The cons of outsourcing inventory management
There are some downsides, which you should consider before deciding whether this is the best option for you. For example:
- You will lose control over a fundamental part of your business. If things go wrong in-house, you can fix them personally. If they go wrong with an outsourcing company, you can do little but complain. Since inventory is a vital part of your business, this is a potential risk.
- Your sales data will be available to the inventory management company. They will know what you sold, when and how much. This is useful commercial information, and it's possible someone could use it to compete with you.
- You may end up competing for tight margins. This is particularly true for drop shipping. What happens if the wholesaler finds someone else willing to sell their products for a smaller margin than you? Your business could be seriously damaged.
- You have to pay for the service. This is an obvious point, but you have to make sure the amount you save is more than what you’d spend.
- When your company receives an order, and a second company ships the product, it is still your company that the customer has done the deal with. This means you, and not the delivery company, can email the customer. This isn’t a negative unless you forget to make it clear from the outset – so make sure to negotiate this early on to avoid any confusion.
Dip your toe in the water
It's a good idea to start small, perhaps with one product line. Find a reputable inventory management company to outsource to. Try to choose one with the ability to link their software to yours, so you can keep track of order fulfilment in real time.

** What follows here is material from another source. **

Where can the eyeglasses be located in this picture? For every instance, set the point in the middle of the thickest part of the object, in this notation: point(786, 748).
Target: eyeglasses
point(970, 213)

Run the trial for a few months and collect all the data you can. Use good accounting software to make financial forecasts, then ask yourself some questions:
- Does it make sense to outsource more?
- What are the risks and rewards?
- How will this affect your position in the market
- How will your competitors respond?
You'll want to think about the short, medium and long term possibilities before making your decision. If you do go ahead, outsourcing inventory management could give you more time and freedom to build your business.
Xero does not provide accounting, tax, business or legal advice. This guide has been provided for information purposes only. You should consult your own professional advisors for advice directly relating to your business or before taking action in relation to any of the content provided.